Dans l’œuvre de Theys figurent en tant qu’acteurs des visages connus du vingtième siècle comme Hitler, Picasso ou Brad Pitt. Les personnages jouant un rôle dans les vidéos de Theys sont très variés mais possèdent tous un sens comparable de la théâtralité. Ils communiquent au moyen d’une chorégraphie parfaitement coordonnée à destination d’un public international. Tous ses personnages ont pour point commun d’être assimilés à une image, ils sont coupés de leur personnalité sous-jacente et réduits au rang d’icônes. Ces figures, dont l’opportunisme a compris les possibilités de la technologie de l’image du 20e siècle, ont créé leur propre personnage, en se servant d’expressions du visage ou de mouvements. L’image de Picasso avec laquelle on l’identifie le plus est celle de l’artiste à moitié chauve qui peint avec concentration. Cette image est devenue une convention reçue. Koen Theys dévoile de manière absurde la théâtralité sur laquelle est fondée cette convention. Au moyen de la technique digitale du morphing, il ajoute un mouvement aux poses théâtrales de ses acteurs. Le morphing est une manipulation qui permet à une image immobile de se fondre progressivement dans une autre. Par le biais de cette transition digitale, l’ordinateur génère un mouvement qui n’a jamais "vraiment" eu lieu.
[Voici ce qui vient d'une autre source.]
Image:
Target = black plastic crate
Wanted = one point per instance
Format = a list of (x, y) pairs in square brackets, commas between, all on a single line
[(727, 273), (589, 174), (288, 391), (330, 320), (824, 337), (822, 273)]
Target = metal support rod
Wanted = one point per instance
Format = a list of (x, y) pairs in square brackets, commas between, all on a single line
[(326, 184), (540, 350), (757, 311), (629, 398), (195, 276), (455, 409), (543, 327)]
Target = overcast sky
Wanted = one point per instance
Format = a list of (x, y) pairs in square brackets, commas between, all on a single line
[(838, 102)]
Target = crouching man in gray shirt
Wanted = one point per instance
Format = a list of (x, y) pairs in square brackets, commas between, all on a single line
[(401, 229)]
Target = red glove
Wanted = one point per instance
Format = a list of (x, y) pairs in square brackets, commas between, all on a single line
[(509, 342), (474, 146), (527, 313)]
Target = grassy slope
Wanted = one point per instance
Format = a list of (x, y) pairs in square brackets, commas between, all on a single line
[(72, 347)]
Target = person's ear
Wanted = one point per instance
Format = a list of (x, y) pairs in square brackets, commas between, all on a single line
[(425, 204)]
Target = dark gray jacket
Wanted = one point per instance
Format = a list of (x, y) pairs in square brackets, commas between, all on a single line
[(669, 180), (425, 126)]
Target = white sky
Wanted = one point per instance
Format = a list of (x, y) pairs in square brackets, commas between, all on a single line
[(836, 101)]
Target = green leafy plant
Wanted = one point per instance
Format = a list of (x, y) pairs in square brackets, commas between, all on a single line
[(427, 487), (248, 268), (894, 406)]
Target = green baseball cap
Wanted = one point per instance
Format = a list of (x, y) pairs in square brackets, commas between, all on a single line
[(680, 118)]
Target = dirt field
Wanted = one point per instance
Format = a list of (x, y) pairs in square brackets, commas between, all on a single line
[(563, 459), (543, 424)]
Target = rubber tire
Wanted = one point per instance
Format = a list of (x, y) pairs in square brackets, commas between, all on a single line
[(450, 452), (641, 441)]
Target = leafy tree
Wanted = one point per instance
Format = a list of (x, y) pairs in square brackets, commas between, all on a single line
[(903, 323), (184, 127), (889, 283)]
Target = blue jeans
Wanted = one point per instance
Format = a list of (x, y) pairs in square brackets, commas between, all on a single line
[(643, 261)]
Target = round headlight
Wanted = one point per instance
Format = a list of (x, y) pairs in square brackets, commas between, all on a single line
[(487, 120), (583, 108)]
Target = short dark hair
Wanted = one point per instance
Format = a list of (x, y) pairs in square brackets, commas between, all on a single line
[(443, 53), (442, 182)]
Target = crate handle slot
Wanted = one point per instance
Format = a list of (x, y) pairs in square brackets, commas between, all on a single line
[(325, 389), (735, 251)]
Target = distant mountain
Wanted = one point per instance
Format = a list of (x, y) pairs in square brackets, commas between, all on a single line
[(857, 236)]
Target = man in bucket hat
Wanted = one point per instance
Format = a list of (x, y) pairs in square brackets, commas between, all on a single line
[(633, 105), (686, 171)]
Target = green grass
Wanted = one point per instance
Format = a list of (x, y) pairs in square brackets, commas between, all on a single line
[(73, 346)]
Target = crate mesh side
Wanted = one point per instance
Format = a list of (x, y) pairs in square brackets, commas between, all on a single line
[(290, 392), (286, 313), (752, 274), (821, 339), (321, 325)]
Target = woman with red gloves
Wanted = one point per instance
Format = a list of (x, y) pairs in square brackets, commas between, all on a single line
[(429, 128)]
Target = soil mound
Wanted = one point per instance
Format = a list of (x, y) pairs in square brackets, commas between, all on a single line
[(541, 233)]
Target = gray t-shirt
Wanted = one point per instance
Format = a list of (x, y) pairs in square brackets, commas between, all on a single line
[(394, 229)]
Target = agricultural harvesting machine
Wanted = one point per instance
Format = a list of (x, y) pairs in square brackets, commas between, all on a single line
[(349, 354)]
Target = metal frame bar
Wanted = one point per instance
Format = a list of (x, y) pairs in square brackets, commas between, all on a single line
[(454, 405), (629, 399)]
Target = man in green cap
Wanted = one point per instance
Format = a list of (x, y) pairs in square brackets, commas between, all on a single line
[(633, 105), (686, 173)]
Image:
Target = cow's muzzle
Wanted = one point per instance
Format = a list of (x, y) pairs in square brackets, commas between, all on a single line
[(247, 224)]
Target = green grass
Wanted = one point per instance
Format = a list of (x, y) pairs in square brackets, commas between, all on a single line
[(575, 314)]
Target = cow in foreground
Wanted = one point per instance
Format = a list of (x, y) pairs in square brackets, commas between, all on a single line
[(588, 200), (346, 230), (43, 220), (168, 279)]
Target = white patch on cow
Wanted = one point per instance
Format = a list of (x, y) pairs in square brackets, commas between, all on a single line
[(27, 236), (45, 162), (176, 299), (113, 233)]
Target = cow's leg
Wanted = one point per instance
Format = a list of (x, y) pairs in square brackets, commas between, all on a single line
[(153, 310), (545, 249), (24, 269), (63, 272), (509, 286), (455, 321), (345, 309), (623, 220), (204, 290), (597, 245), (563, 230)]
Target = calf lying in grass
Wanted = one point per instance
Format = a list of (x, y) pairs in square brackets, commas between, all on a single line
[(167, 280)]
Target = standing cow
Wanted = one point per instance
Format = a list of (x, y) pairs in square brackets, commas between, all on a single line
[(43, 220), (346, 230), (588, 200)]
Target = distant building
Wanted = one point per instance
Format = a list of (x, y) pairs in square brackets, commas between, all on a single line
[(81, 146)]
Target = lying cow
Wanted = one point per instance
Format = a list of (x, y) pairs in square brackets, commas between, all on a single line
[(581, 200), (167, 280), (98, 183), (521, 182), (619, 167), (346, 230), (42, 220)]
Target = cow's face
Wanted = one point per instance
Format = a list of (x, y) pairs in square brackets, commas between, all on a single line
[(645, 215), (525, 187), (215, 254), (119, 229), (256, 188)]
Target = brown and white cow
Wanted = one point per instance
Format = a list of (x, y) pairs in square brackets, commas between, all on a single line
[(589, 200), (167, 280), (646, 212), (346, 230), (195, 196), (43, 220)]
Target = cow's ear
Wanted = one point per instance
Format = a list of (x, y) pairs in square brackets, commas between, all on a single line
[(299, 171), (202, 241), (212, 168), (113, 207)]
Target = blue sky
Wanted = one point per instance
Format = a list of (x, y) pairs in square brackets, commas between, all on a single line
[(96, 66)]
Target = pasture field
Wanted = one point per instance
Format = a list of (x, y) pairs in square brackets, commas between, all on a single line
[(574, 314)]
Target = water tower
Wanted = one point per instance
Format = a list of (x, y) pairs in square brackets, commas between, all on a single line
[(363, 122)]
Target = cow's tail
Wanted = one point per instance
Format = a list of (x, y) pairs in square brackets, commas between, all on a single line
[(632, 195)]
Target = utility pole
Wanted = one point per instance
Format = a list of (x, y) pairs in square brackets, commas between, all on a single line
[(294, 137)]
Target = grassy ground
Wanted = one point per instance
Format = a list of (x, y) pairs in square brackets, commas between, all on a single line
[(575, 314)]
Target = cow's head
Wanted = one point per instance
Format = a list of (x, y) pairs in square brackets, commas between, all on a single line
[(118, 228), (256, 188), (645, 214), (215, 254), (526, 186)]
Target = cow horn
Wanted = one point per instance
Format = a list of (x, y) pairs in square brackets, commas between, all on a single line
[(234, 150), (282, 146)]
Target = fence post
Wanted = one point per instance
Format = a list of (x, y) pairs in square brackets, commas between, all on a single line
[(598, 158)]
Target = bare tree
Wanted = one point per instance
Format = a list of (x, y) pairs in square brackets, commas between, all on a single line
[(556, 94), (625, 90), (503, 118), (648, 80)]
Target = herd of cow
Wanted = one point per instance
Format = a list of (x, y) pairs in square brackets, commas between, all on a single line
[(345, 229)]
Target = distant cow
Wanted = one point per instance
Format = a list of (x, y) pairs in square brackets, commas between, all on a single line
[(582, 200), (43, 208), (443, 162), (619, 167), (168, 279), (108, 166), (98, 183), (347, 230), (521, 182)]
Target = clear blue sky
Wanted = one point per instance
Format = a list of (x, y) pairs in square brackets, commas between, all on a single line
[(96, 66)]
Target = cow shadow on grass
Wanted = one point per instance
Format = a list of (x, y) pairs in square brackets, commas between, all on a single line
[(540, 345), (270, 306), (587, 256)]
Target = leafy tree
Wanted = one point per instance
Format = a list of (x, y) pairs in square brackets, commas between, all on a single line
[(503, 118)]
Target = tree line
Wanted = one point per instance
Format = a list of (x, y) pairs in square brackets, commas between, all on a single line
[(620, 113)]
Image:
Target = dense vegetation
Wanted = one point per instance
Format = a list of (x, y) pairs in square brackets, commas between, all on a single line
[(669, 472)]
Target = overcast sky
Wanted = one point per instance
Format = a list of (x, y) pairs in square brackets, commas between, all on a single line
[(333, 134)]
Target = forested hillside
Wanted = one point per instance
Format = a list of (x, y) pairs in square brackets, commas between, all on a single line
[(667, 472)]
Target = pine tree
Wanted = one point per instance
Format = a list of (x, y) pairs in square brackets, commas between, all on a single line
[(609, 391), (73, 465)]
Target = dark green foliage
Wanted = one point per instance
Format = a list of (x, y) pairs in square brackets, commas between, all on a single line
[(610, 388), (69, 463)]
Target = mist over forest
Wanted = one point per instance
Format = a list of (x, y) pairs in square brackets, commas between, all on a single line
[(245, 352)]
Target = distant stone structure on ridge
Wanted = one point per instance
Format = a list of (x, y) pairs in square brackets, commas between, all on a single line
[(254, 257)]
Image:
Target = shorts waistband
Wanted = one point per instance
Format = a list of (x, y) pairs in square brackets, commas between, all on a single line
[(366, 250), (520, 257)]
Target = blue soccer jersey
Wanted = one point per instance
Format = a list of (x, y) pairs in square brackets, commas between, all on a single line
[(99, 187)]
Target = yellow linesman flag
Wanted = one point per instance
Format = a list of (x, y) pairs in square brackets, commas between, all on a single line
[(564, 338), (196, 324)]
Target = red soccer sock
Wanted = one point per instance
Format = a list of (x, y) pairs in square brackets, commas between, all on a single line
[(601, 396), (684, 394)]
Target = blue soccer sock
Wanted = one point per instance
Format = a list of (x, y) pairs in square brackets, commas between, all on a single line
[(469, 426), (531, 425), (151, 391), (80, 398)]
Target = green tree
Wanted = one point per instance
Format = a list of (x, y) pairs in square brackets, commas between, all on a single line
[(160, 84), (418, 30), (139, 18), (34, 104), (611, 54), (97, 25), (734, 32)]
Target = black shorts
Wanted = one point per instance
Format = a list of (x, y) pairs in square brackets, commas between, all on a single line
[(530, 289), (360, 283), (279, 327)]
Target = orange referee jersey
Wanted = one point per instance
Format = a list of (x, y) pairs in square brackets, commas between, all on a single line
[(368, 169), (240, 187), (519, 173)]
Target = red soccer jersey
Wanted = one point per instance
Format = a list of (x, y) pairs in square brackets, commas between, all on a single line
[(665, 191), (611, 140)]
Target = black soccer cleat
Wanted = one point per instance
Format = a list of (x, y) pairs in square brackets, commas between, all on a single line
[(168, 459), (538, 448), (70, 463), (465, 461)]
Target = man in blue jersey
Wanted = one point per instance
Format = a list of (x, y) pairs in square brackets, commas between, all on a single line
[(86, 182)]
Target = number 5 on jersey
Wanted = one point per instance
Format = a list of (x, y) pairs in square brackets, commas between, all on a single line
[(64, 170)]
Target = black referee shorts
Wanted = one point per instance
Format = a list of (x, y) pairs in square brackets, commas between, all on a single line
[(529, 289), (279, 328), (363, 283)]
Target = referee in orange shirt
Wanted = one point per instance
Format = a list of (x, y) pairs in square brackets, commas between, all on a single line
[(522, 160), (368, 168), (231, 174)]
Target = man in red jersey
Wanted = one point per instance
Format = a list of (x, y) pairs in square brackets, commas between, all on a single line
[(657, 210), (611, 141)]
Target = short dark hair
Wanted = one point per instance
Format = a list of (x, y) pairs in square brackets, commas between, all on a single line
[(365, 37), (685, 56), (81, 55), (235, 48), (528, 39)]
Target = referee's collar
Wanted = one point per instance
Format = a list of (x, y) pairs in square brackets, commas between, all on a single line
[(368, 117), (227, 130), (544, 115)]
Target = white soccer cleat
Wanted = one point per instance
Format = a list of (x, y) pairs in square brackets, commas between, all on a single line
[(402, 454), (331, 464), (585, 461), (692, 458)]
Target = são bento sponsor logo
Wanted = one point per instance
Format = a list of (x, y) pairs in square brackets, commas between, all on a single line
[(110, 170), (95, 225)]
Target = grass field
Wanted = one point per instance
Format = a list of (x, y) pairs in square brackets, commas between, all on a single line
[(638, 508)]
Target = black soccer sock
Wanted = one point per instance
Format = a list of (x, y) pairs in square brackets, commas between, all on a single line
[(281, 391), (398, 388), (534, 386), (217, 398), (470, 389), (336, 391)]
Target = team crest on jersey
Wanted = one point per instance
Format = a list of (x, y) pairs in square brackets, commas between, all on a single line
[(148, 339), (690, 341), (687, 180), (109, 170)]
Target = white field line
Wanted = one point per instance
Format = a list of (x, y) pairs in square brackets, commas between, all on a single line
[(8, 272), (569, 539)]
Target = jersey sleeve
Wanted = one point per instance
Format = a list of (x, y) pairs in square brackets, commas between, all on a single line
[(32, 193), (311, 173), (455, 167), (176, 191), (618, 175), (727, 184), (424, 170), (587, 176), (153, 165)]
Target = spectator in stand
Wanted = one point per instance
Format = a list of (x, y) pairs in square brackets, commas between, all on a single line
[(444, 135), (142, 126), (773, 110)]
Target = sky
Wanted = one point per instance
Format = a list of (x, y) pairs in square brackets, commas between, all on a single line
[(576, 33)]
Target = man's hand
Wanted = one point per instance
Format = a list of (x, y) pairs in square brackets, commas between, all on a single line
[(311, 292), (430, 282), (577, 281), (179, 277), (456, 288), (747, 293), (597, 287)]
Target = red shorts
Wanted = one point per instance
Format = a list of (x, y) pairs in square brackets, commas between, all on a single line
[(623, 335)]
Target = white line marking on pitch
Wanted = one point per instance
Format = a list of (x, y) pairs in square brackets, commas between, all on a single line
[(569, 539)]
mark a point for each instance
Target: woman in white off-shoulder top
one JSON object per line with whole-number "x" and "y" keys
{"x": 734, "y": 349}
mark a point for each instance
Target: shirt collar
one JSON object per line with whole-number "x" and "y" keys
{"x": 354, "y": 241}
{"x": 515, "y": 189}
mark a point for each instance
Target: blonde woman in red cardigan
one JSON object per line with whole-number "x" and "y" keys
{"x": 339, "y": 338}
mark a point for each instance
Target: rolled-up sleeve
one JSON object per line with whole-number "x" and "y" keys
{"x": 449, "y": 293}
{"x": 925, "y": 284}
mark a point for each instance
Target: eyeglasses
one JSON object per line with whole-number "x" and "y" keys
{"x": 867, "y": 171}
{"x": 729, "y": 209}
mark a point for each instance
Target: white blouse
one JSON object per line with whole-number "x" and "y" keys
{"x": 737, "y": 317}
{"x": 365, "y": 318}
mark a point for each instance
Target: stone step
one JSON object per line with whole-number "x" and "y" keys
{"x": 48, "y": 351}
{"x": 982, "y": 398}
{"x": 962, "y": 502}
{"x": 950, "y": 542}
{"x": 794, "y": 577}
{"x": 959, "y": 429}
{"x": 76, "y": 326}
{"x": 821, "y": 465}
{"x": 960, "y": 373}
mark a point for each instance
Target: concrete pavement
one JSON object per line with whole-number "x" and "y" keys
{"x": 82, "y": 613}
L’ "utilisation abusive" de la technologie afin d’ajouter une stylisation et une signification personnelles est une méthode que l’artiste expérimente depuis un certain temps déjà. Mais c’est surtout dans les projets autour d’Hitler ou de Picasso que cette méthode permet de formuler une critique à l’encontre de la théâtralité des mouvements des célébrités politiques ou artistiques. Car c’est précisément au moyen de ce mouvement artificiel que Theys tranche le dernier lien qui existe entre la personne d’Adolf Hitler ou de Pablo Picasso et l’icône qu’ils ont créée d’eux-mêmes. Sur ce point, les vidéos deviennent une recherche de la version contemporaine de l’iconographie religieuse classique. Tout comme les prophètes, les évangélistes ou les saints tiraient leur signification des objets/émotions connus et figés qui figuraient sur leurs portraits, les figures de Theys tirent leur signification d’un mouvement canonisé. Et tout comme celle des saints classiques, leur vies sont réduites à ces quelques éléments, qui leur permettent de s’inscrire dans l’histoire en tant que conventions.
Dans ses vidéos les plus récentes, le thème de l’iconographie contemporaine est également central. Quatre figures de stars d’Hollywood regardent fixement devant elles. Leurs visages affichent une expression particulièrement tendue (la colère, l’angoisse, la méfiance,...). A première vue, les visages semblent statiques, mais il s’avère ensuite qu’ils s’agrandissent lentement et semblent se rapprocher. De plus, le visage de, par exemple, Christopher Walken se transforme progressivement en celui d’un autre acteur, avec une autre expression. Cette transition est si lente que la plupart du temps, on voit un visage composite, déformé, à moitié humain. Lorsque l’une des têtes devient trop grande, elle s’estompe lentement sur le fond noir et un autre visage apparaît ailleurs. Ainsi, les visages glissent infiniment l’un dans l’autre à partir du fond sombre de l’image. Comme dans les autres vidéos de Theys, les protagonistes sont représentés en tant qu’icônes plutôt qu’en tant que personnes. Cette fois, l’iconisation ne se passe pas sur base de mouvements, mais sur base d’expressions des visages. Dans le cas présent, ce sont les expressions des visages des personnages qui se transforment en icônes reconnaissables et reproductibles. Cette vidéo n’est pas une satire des stars d’Hollywood présentées, mais plutôt une recherche de la relation entre icône stylisée et expression. Là où les gesticulations d’Hitler ou la figure de Picasso visaient encore un public virtuel, Theys adresse ces images-ci directement à tous ceux qui les regardent. La vidéo a une force brute de persuasion, renforcée par les émotions vides – éveillées digitalement – qu’expriment les visages.